One thing you don’t see in these pictures of beautiful places in the Canadian Rockies that we visited and hiked is mosquitoes and flies. It appeared they loved to be in these places as well. We usually have high-strength DEET-based insect repellent with us. One time we forgot to carry it with us and paid the price. Be sure to have it with you when going on short walks or long hikes. We probably used more insect repellents during this two-month trip than we ever used in our last 10 years. I’m not kidding.
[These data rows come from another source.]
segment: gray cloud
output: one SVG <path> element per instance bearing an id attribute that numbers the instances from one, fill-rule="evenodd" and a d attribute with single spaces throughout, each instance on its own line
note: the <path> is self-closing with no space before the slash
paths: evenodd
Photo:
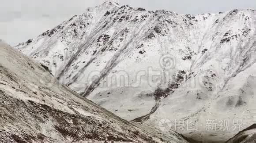
<path id="1" fill-rule="evenodd" d="M 86 8 L 105 0 L 0 0 L 0 38 L 12 45 L 36 36 Z M 147 10 L 165 9 L 180 14 L 216 13 L 256 9 L 255 0 L 116 0 Z"/>

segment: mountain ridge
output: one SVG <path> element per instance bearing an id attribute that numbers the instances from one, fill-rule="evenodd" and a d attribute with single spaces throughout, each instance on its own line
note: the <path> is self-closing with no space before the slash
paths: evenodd
<path id="1" fill-rule="evenodd" d="M 251 124 L 255 10 L 179 14 L 109 4 L 88 8 L 15 48 L 128 120 L 155 125 L 162 118 L 195 119 L 204 125 L 201 131 L 206 118 Z M 220 139 L 238 132 L 225 131 Z"/>

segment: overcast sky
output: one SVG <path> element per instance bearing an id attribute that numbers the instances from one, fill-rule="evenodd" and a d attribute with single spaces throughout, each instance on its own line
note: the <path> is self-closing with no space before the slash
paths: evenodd
<path id="1" fill-rule="evenodd" d="M 12 46 L 35 38 L 86 8 L 105 0 L 0 0 L 0 39 Z M 112 1 L 113 0 L 108 0 Z M 256 9 L 256 0 L 120 0 L 147 10 L 180 14 L 216 13 L 233 9 Z"/>

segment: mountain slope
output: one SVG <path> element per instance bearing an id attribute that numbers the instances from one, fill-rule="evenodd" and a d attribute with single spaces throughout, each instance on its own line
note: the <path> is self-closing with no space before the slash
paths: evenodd
<path id="1" fill-rule="evenodd" d="M 122 118 L 156 126 L 163 118 L 196 120 L 198 132 L 180 132 L 224 140 L 239 129 L 204 132 L 207 120 L 241 119 L 243 128 L 253 122 L 255 14 L 183 15 L 105 3 L 15 48 Z"/>
<path id="2" fill-rule="evenodd" d="M 0 60 L 0 142 L 186 142 L 174 132 L 151 134 L 81 97 L 1 40 Z"/>

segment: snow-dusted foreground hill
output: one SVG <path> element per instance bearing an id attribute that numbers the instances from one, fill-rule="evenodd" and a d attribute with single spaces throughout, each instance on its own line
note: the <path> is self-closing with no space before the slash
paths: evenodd
<path id="1" fill-rule="evenodd" d="M 187 142 L 174 132 L 165 136 L 155 129 L 150 133 L 81 97 L 1 41 L 0 100 L 1 143 Z"/>
<path id="2" fill-rule="evenodd" d="M 226 140 L 255 121 L 255 15 L 105 3 L 15 48 L 123 118 Z"/>

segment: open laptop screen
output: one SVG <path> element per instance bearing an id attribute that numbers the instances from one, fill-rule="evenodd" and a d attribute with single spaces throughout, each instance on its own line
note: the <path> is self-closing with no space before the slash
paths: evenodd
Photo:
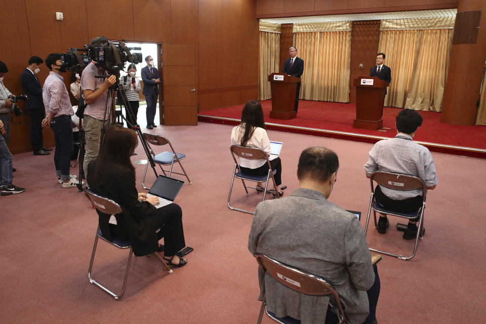
<path id="1" fill-rule="evenodd" d="M 160 175 L 153 183 L 149 193 L 173 201 L 179 193 L 184 181 Z"/>

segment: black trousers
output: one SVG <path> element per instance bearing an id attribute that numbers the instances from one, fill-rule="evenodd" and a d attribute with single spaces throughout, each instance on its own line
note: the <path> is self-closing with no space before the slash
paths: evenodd
<path id="1" fill-rule="evenodd" d="M 44 146 L 41 124 L 46 113 L 39 109 L 27 109 L 27 111 L 30 117 L 30 144 L 34 152 L 36 152 Z"/>
<path id="2" fill-rule="evenodd" d="M 153 217 L 154 230 L 161 228 L 159 239 L 164 237 L 164 254 L 171 257 L 186 246 L 182 227 L 182 210 L 177 204 L 159 208 Z"/>
<path id="3" fill-rule="evenodd" d="M 273 176 L 275 178 L 275 182 L 277 186 L 282 184 L 282 161 L 280 157 L 277 157 L 270 161 L 270 164 L 272 166 L 272 169 L 276 169 L 277 172 Z M 265 164 L 256 169 L 250 169 L 249 168 L 244 168 L 240 167 L 241 172 L 246 173 L 251 176 L 266 176 L 268 174 L 268 164 L 265 162 Z M 270 182 L 270 183 L 271 182 Z"/>

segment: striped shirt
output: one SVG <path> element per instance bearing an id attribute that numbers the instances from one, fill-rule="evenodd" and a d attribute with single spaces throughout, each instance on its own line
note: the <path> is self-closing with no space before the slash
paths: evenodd
<path id="1" fill-rule="evenodd" d="M 50 112 L 55 114 L 54 117 L 72 116 L 74 113 L 63 80 L 62 76 L 51 71 L 44 82 L 42 99 L 48 115 Z"/>
<path id="2" fill-rule="evenodd" d="M 104 70 L 98 68 L 92 62 L 85 68 L 81 75 L 81 90 L 92 90 L 96 91 L 101 88 L 105 82 L 105 79 L 95 77 L 95 75 L 108 75 L 108 73 Z M 108 91 L 103 92 L 101 96 L 93 103 L 87 105 L 85 108 L 85 114 L 91 116 L 100 120 L 105 120 L 109 119 L 110 109 L 112 106 L 111 96 L 108 98 L 108 105 L 106 105 L 106 99 L 108 97 Z"/>
<path id="3" fill-rule="evenodd" d="M 370 159 L 363 167 L 367 175 L 375 171 L 409 174 L 421 179 L 427 187 L 437 184 L 437 172 L 430 152 L 417 144 L 408 134 L 399 133 L 395 138 L 376 143 L 370 151 Z M 380 186 L 387 196 L 402 200 L 422 195 L 422 189 L 400 191 Z"/>

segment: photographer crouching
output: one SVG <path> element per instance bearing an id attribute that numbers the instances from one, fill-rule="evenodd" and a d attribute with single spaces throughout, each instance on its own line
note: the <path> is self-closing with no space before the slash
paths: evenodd
<path id="1" fill-rule="evenodd" d="M 58 179 L 60 177 L 62 187 L 75 188 L 79 181 L 69 174 L 73 149 L 71 116 L 74 112 L 63 82 L 62 73 L 66 70 L 62 65 L 62 58 L 61 54 L 52 53 L 46 59 L 46 65 L 51 72 L 44 82 L 42 91 L 43 100 L 48 117 L 47 120 L 43 122 L 43 127 L 50 127 L 54 133 L 54 165 Z"/>
<path id="2" fill-rule="evenodd" d="M 108 41 L 107 38 L 101 36 L 94 38 L 90 45 L 104 46 Z M 85 68 L 81 75 L 81 89 L 87 104 L 83 116 L 86 152 L 83 165 L 85 178 L 87 179 L 88 165 L 98 157 L 102 130 L 109 126 L 110 116 L 114 109 L 113 98 L 108 97 L 107 90 L 117 80 L 116 76 L 113 75 L 104 79 L 95 76 L 108 75 L 103 67 L 95 61 L 92 61 Z M 89 183 L 88 185 L 89 186 Z"/>

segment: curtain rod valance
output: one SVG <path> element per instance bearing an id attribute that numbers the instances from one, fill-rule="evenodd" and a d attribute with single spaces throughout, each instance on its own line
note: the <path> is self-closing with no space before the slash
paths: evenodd
<path id="1" fill-rule="evenodd" d="M 351 21 L 303 23 L 294 24 L 292 32 L 350 31 L 352 26 L 352 23 Z"/>
<path id="2" fill-rule="evenodd" d="M 268 31 L 268 32 L 276 32 L 280 33 L 281 27 L 279 24 L 274 24 L 267 21 L 260 21 L 260 31 Z"/>
<path id="3" fill-rule="evenodd" d="M 409 19 L 384 19 L 380 26 L 381 30 L 397 29 L 439 29 L 454 28 L 455 17 Z"/>

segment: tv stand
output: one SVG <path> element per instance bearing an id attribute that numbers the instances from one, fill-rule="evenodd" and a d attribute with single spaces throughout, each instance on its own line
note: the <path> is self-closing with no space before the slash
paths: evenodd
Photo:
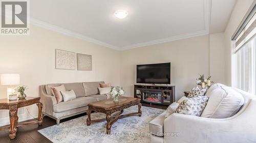
<path id="1" fill-rule="evenodd" d="M 142 102 L 169 105 L 175 102 L 175 86 L 169 84 L 134 84 L 134 97 Z"/>

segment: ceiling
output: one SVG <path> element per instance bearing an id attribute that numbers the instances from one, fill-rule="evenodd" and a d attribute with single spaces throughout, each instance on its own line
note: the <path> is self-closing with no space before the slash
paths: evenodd
<path id="1" fill-rule="evenodd" d="M 32 24 L 122 50 L 223 32 L 236 0 L 211 1 L 33 0 L 30 19 Z M 115 17 L 119 9 L 128 11 L 124 19 Z"/>

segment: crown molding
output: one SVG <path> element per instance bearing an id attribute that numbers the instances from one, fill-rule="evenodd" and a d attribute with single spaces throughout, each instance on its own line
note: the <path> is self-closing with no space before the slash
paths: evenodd
<path id="1" fill-rule="evenodd" d="M 94 44 L 96 44 L 106 47 L 114 49 L 116 50 L 120 50 L 120 48 L 111 44 L 85 36 L 80 34 L 72 32 L 67 29 L 60 27 L 59 26 L 52 25 L 34 18 L 30 18 L 30 24 L 43 27 L 46 29 L 50 30 L 55 32 L 57 32 L 64 35 L 76 38 L 84 41 L 91 42 Z"/>
<path id="2" fill-rule="evenodd" d="M 190 33 L 187 33 L 185 34 L 180 35 L 178 36 L 175 36 L 173 37 L 170 37 L 166 38 L 160 39 L 156 40 L 153 40 L 151 41 L 148 41 L 146 42 L 140 43 L 139 44 L 136 44 L 130 46 L 125 46 L 121 48 L 121 50 L 127 50 L 129 49 L 133 49 L 136 48 L 139 48 L 141 47 L 144 47 L 146 46 L 150 46 L 152 45 L 155 45 L 157 44 L 163 43 L 165 42 L 176 41 L 178 40 L 182 40 L 187 38 L 189 38 L 194 37 L 197 37 L 199 36 L 205 35 L 209 34 L 209 32 L 205 30 L 196 32 Z"/>
<path id="3" fill-rule="evenodd" d="M 46 29 L 52 30 L 53 31 L 55 31 L 67 36 L 80 39 L 84 41 L 91 42 L 92 43 L 99 45 L 101 45 L 106 47 L 118 50 L 124 50 L 126 49 L 138 48 L 140 47 L 149 46 L 156 44 L 181 40 L 194 37 L 208 35 L 210 32 L 211 0 L 203 0 L 203 2 L 204 5 L 204 30 L 193 33 L 181 34 L 180 35 L 175 36 L 163 39 L 157 39 L 146 42 L 137 43 L 136 44 L 124 46 L 122 47 L 118 47 L 117 46 L 106 43 L 105 42 L 102 42 L 98 40 L 87 37 L 82 34 L 72 32 L 69 30 L 61 28 L 54 25 L 52 25 L 37 19 L 35 19 L 34 18 L 30 18 L 30 23 Z"/>
<path id="4" fill-rule="evenodd" d="M 121 50 L 124 50 L 129 49 L 154 45 L 156 44 L 160 44 L 178 40 L 184 39 L 194 37 L 208 35 L 210 33 L 211 0 L 203 0 L 203 2 L 204 5 L 204 30 L 124 46 L 121 48 Z"/>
That’s it for the recap of our Canadian Rockies trip. I hope you enjoy reading it as much as I did to recapture the experience. I still have posts of some highlight hikes that I plan to share, hopefully before we take off for Bangkok at the end of October.
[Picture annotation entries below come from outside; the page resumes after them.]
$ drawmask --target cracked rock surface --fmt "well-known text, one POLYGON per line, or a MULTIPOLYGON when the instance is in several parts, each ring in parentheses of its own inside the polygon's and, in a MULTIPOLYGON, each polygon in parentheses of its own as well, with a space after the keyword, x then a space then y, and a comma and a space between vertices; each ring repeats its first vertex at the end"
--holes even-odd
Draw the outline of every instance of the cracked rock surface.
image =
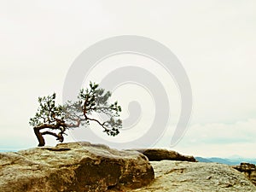
POLYGON ((155 180, 131 192, 256 191, 256 187, 244 174, 226 165, 175 160, 151 164, 155 180))
POLYGON ((154 179, 147 157, 90 143, 0 154, 0 191, 107 191, 137 189, 154 179))

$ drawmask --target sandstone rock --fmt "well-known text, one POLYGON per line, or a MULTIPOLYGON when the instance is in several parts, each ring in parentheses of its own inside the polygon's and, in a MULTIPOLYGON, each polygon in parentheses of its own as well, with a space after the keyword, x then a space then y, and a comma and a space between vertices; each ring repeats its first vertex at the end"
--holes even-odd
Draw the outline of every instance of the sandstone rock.
POLYGON ((244 174, 227 165, 175 160, 151 164, 155 180, 130 192, 256 191, 256 187, 244 174))
POLYGON ((107 191, 154 179, 146 156, 89 143, 0 154, 0 191, 107 191))
POLYGON ((240 166, 232 167, 243 172, 256 185, 256 166, 254 164, 241 163, 240 166))
POLYGON ((193 156, 186 156, 178 154, 176 151, 162 149, 162 148, 148 148, 148 149, 137 149, 146 155, 150 161, 154 160, 182 160, 182 161, 191 161, 196 162, 196 160, 193 156))

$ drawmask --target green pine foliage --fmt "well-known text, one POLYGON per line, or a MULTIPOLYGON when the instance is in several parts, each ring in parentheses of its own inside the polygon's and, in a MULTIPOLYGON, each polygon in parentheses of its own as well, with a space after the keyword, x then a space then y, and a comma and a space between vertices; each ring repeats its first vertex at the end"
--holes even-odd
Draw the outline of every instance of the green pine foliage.
POLYGON ((117 102, 109 103, 109 91, 99 88, 95 83, 90 82, 89 85, 89 88, 80 90, 77 101, 68 101, 64 105, 55 104, 55 93, 38 98, 39 108, 29 121, 38 139, 38 146, 44 145, 44 135, 55 136, 63 142, 67 130, 86 126, 92 121, 96 122, 108 136, 119 133, 122 127, 122 120, 119 119, 121 107, 117 102), (104 114, 107 120, 102 122, 94 119, 95 113, 104 114))

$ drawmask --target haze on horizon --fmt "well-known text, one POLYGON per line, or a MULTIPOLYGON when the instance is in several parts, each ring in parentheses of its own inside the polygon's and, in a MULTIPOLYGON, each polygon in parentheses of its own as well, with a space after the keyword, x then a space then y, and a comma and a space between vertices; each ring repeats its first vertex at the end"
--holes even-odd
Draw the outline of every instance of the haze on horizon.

14 thoughts on “Canadian Rockies wrap-up (Part 2)

  1. Sounds like you guys had a great trip! Looking at all your photos makes me eager to plan another trip back to Alberta and BC! There is so much to see and do that you really need a couple months as you had, to absorb as much as possible. Glad you added the last portion about the bugs. When we visited in August, we didn’t encounter any, but I had a feeling that earlier in the year you would. We had the same issue on our recent trips to Crater Lake and the Grand Tetons/Yellowstone. Makes us want to travel in winter just to avoid them all!

    Liked by 1 person

    1. It really was a wonderful trip. The long trip helped us to not feel like we have to rush or pack our itinerary everyday. We enjoy a slower pace when travel. Glad that the pictures scratched your travel itch. That what I love about reading blog posts, like yours and Julie’s, and being inspired to plan our own travel.

      Liked by 1 person

  2. So glad you got to Eiffel Lake! It’s such a gem. And that’s the thing about Moraine Lake… the parking is crazy and about 97% of the people that go there are only there to see the lake, get that iconic shot, and maybe scramble a bit on the rock pile. So if you CAN park, and then hike… especially the Valley of the Ten Peaks hike (versus Sentinel Pass), then you can pretty much have it to yourselves!